Step 3: Performance Evaluation (Focusing on Imbalance)

Since churn datasets are often imbalanced (fewer customers churn than stay), **Accuracy** alone is misleading. We focus on **Recall** (finding all churners) and the **AUC-ROC score** (model's ability to distinguish between classes).

AUC-ROC Score

Area Under the Receiver Operating Characteristic curve. Measures classification quality regardless of threshold.

0.84 (Random Forest - Simulated)

Interpretation: An AUC of 0.84 indicates a strong ability to rank churners higher than non-churners.

Recall (Churn Class)

Of all the customers who actually churned, how many did the model correctly identify?

0.79 (Simulated)

Interpretation: The model correctly flags 79% of the customers who are going to leave (True Positives).

[Image of a ROC curve]

Feature Importance and Business Impact

Beyond just prediction, the Random Forest model allows us to easily extract which features are most critical in driving churn decisions. Understanding these factors provides actionable insights for the business.

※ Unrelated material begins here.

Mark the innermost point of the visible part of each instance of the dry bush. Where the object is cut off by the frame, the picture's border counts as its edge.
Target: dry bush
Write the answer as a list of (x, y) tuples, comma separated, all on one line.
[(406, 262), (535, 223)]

Bar chart showing feature importance, with Contract type and Monthly charges being the highest
Figure 1: Feature Importance - Key factors for churn typically include contract type, lack of tenure, and high monthly charges.
  • Actionable Insight: Customers on month-to-month contracts and those paying high monthly fees without security options show the highest propensity to churn.
  • Mitigation Strategy: The business can target the top 10% 'at risk' customers with tailored retention offers (e.g., long-term contract discounts or personalized service check-ins).
  • Continuous Monitoring: The model must be retrained regularly as customer behavior and market conditions change over time.